Dr. Nathaniel Phillips featured in the APS Observer’s March Methodology Madness issue

Link: YaRrr! The Pirate’s Guide to R in March Methodology Madness issue of the APS Observer

This month’s issue of the APS Observer is a special issue on research methodology called March Methodology Madness. As part of the issue, Dr. Nathaniel Phillips, a researcher at Basel’s Economic Psychology group, was featured for his work on his R package yarrr and book YaRrr! The Pirate’s Guide to R. In the article, Nathaniel explains how he used R to solve a persistent data visualisation problem: despite the fact that statisticians have been complaining about bad data visualisations for years (see Cleveland, 1983), researchers are still stubbornly using notoriously deceptive barplots to represent their data. The problem with barplots is that they reduce data to a single descriptive statistic, usually a mean, with an additional interval usually representing a 95% confidence interval (whatever those mean: see Hoekstra et al., 2014 and Morey et al., 2016). While barplots tell simple stories, they do so at the cost of hiding potential important distributional information like influential outliers and skewed distributions which, in some cases, can completely change their story.

Sadly, despite that we’ve been told that barplots are terrible for years, and even a — I’m not joking — successful Kickstarter campaign to Bar barplots, barplots haven’t gone anywhere. A look at any recent psychology publication will show that we still can’t help but to reduce our data to a simple set of bars.

To try and banish barplots for good, Nathaniel created the pirateplot() function. A pirateplot is an “RDI” plot inspired by the beanplot (Kampstra, 2008) and violin plot (Hintze & Nelson, 1998) that which shows Raw data (individual points), Descriptive statistics (means, medians, and/or quantiles), and Inferential statistics (densities and frequentist or Bayesian confidence intervals) in one elegant and colorful plot. Pirateplots are not only much more informative than standard barplots, they are also much easier to create and customise.

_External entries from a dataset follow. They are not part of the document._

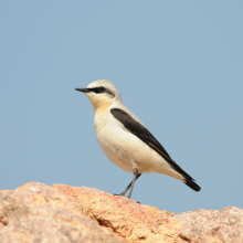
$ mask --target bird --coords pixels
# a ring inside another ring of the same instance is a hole
[[[86,94],[94,107],[94,127],[99,147],[106,157],[120,169],[133,173],[131,182],[115,196],[130,199],[135,181],[141,173],[167,175],[186,183],[194,191],[201,188],[166,151],[140,119],[122,102],[116,86],[98,80],[86,88],[75,88]]]

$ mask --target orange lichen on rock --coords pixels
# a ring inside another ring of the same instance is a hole
[[[243,210],[172,213],[86,187],[0,190],[0,242],[243,242]]]

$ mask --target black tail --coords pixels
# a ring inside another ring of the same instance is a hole
[[[184,178],[184,180],[186,180],[184,183],[189,188],[193,189],[194,191],[200,191],[201,190],[201,188],[193,181],[193,179]]]

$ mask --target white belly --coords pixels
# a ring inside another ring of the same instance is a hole
[[[134,161],[139,173],[159,172],[181,179],[158,152],[126,130],[114,117],[99,117],[98,123],[95,119],[95,130],[102,150],[120,169],[133,173]]]

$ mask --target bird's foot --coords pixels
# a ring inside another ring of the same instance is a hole
[[[128,198],[128,197],[126,197],[125,194],[123,194],[123,193],[120,193],[120,194],[116,194],[116,193],[114,193],[113,196],[120,196],[120,197],[125,197],[125,198]],[[128,199],[130,199],[130,198],[128,198]],[[136,201],[138,204],[141,204],[140,202],[138,202],[138,201]]]

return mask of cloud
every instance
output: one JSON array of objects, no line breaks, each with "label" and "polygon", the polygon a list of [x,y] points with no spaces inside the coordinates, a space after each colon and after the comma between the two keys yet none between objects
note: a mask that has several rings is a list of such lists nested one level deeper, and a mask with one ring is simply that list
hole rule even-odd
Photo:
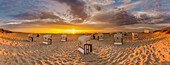
[{"label": "cloud", "polygon": [[109,5],[115,3],[113,0],[88,0],[91,4],[94,5]]},{"label": "cloud", "polygon": [[121,2],[123,2],[123,3],[130,3],[131,0],[121,0]]},{"label": "cloud", "polygon": [[139,5],[140,3],[142,3],[142,1],[137,1],[137,2],[134,2],[134,3],[130,3],[130,4],[123,4],[123,5],[120,5],[118,7],[124,8],[126,10],[131,10],[131,9],[135,8],[137,5]]},{"label": "cloud", "polygon": [[133,15],[119,8],[99,12],[92,16],[91,20],[112,25],[129,25],[137,23],[137,19]]}]

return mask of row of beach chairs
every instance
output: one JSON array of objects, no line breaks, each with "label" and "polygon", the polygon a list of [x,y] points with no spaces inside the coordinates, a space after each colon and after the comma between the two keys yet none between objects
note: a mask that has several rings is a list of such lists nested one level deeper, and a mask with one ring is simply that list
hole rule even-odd
[{"label": "row of beach chairs", "polygon": [[[110,34],[112,36],[112,34]],[[131,33],[132,35],[132,40],[137,40],[138,38],[138,34],[137,33]],[[114,45],[122,45],[123,44],[123,36],[125,36],[125,33],[117,33],[114,34]],[[92,52],[92,44],[90,43],[91,39],[98,39],[98,40],[104,40],[104,35],[103,33],[99,33],[99,34],[85,34],[83,36],[80,36],[78,38],[78,41],[80,42],[78,44],[78,50],[83,53],[83,54],[88,54],[90,52]],[[29,34],[28,35],[28,40],[33,42],[33,34]],[[46,34],[43,36],[44,44],[52,44],[52,35],[51,34]],[[66,34],[62,34],[61,35],[61,41],[66,42],[67,41],[67,35]]]}]

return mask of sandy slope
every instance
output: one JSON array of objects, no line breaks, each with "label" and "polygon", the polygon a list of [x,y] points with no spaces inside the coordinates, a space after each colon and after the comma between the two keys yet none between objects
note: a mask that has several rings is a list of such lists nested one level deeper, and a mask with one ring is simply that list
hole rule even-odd
[{"label": "sandy slope", "polygon": [[0,34],[0,65],[30,64],[170,64],[170,35],[140,34],[139,40],[124,37],[122,46],[113,45],[109,35],[104,41],[91,40],[93,52],[83,55],[77,51],[77,38],[69,35],[67,42],[60,42],[60,35],[53,35],[53,44],[42,44],[42,35],[34,42],[27,41],[27,34]]}]

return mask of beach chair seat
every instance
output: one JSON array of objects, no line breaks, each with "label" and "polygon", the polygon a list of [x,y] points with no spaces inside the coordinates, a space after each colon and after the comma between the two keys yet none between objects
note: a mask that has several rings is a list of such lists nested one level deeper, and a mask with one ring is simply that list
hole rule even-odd
[{"label": "beach chair seat", "polygon": [[43,38],[44,38],[43,41],[44,44],[52,44],[52,35],[50,34],[44,35]]},{"label": "beach chair seat", "polygon": [[91,34],[91,39],[95,39],[96,37],[95,37],[95,33],[92,33]]},{"label": "beach chair seat", "polygon": [[138,33],[132,33],[132,40],[138,40]]},{"label": "beach chair seat", "polygon": [[78,50],[82,54],[88,54],[88,53],[92,52],[92,44],[84,44],[84,48],[79,47]]},{"label": "beach chair seat", "polygon": [[150,30],[144,29],[144,33],[150,33]]},{"label": "beach chair seat", "polygon": [[34,41],[33,34],[28,34],[28,41],[29,42],[33,42]]},{"label": "beach chair seat", "polygon": [[33,37],[28,37],[28,41],[29,42],[33,42],[34,40],[33,40]]},{"label": "beach chair seat", "polygon": [[104,39],[103,39],[103,33],[99,33],[98,35],[99,35],[99,36],[98,36],[98,37],[99,37],[99,40],[104,40]]},{"label": "beach chair seat", "polygon": [[62,34],[61,35],[61,41],[62,42],[66,42],[67,41],[67,35],[66,34]]},{"label": "beach chair seat", "polygon": [[114,35],[114,45],[123,45],[122,34],[117,33],[117,34]]},{"label": "beach chair seat", "polygon": [[[80,36],[78,38],[78,41],[80,42],[80,44],[78,44],[78,46],[79,46],[78,50],[82,54],[88,54],[88,53],[92,52],[92,44],[89,44],[89,42],[90,42],[89,35]],[[84,48],[83,48],[83,45],[84,45]]]}]

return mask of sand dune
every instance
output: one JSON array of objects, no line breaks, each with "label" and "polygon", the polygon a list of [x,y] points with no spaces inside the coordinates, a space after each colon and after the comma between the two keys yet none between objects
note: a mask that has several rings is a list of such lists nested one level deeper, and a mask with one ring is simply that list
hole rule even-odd
[{"label": "sand dune", "polygon": [[125,36],[122,46],[113,45],[113,38],[105,34],[103,41],[91,40],[93,52],[88,55],[77,50],[77,38],[81,35],[68,35],[67,42],[60,42],[60,35],[53,35],[51,45],[42,44],[42,35],[34,37],[34,42],[28,42],[27,35],[0,34],[1,65],[170,64],[169,34],[140,34],[134,41]]}]

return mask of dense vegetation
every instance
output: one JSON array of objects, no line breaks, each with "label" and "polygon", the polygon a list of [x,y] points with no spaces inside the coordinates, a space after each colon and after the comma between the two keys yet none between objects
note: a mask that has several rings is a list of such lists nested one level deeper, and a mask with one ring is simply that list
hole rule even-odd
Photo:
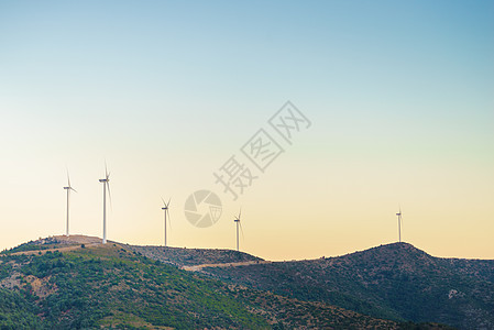
[{"label": "dense vegetation", "polygon": [[437,258],[406,243],[341,257],[204,271],[229,283],[373,317],[494,328],[494,261]]},{"label": "dense vegetation", "polygon": [[[17,268],[9,278],[2,273],[3,283],[18,280],[20,288],[2,296],[2,307],[21,307],[2,310],[6,322],[25,319],[30,324],[26,328],[80,329],[119,323],[177,329],[267,326],[233,296],[226,295],[221,283],[135,256],[118,246],[10,255],[2,261],[2,268]],[[36,314],[42,318],[36,319]]]},{"label": "dense vegetation", "polygon": [[125,245],[125,249],[178,266],[262,261],[260,257],[243,252],[220,249],[180,249],[136,245]]}]

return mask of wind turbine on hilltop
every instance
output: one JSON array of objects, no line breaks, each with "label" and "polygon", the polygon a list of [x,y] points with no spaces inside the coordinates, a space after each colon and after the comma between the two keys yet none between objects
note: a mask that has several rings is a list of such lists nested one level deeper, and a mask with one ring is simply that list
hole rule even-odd
[{"label": "wind turbine on hilltop", "polygon": [[403,222],[402,207],[399,207],[399,211],[396,213],[396,216],[398,216],[398,240],[399,243],[402,243],[402,222]]},{"label": "wind turbine on hilltop", "polygon": [[242,237],[243,237],[243,229],[242,229],[242,223],[240,223],[240,216],[242,215],[242,209],[240,209],[239,211],[239,216],[235,217],[235,220],[233,220],[237,224],[237,251],[240,251],[239,249],[239,227],[240,230],[242,231]]},{"label": "wind turbine on hilltop", "polygon": [[110,204],[111,204],[111,194],[110,194],[110,173],[108,173],[106,163],[105,163],[105,178],[99,179],[99,182],[103,184],[103,244],[107,244],[107,187]]},{"label": "wind turbine on hilltop", "polygon": [[[169,221],[168,206],[169,206],[169,201],[172,200],[172,198],[168,199],[168,202],[165,202],[165,200],[163,199],[163,197],[162,197],[162,200],[163,200],[163,207],[162,207],[162,210],[163,210],[164,213],[165,213],[165,246],[167,246],[167,244],[166,244],[166,216],[168,216],[168,221]],[[169,222],[169,228],[172,228],[172,222]]]},{"label": "wind turbine on hilltop", "polygon": [[67,227],[66,227],[65,235],[68,237],[68,218],[69,218],[69,196],[70,196],[70,190],[77,193],[77,190],[74,189],[70,186],[70,176],[68,175],[68,170],[67,170],[67,187],[64,187],[64,189],[67,190]]}]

For more details on why pirateplots are so fun and easy to create, read on for the full article at http://www.psychologicalscience.org/observer/yarrr-the-pirates-guide-to-r

If you are an R user (and you should be!), you can also start creating your own pirateplots in seconds in R with the following code:


install.packages("yarrr") # Install the yarrr package
library("yarrr") # Load the yarrr package
yarrr.guide() # Open the package guide

4 elements of a pirateplot: Points representing raw data, Lines representing a descriptive summary statistic, beans representing smoothed distributions, and bands representing inference.

References

Cleveland, W. S. (1984). Graphs in scientific publications. The American Statistician, 38(4), 261-269.

Hintze, J. L., & Nelson, R. D. (1998). Violin plots: a box plot-density trace synergism. The American Statistician, 52(2), 181-184.

Hoekstra, R., Morey, R. D., Rouder, J. N., & Wagenmakers, E. J. (2014). Robust misinterpretation of confidence intervals. Psychonomic bulletin & review, 21(5), 1157-1164.

Kampstra, P. (2008). Beanplot: A boxplot alternative for visual comparison of distributions. Journal of statistical software, 28(1), 1-9.

Morey, R. D., Hoekstra, R., Rouder, J. N., Lee, M. D., & Wagenmakers, E. J. (2016). The fallacy of placing confidence in confidence intervals. Psychonomic bulletin & review, 23(1), 103-123.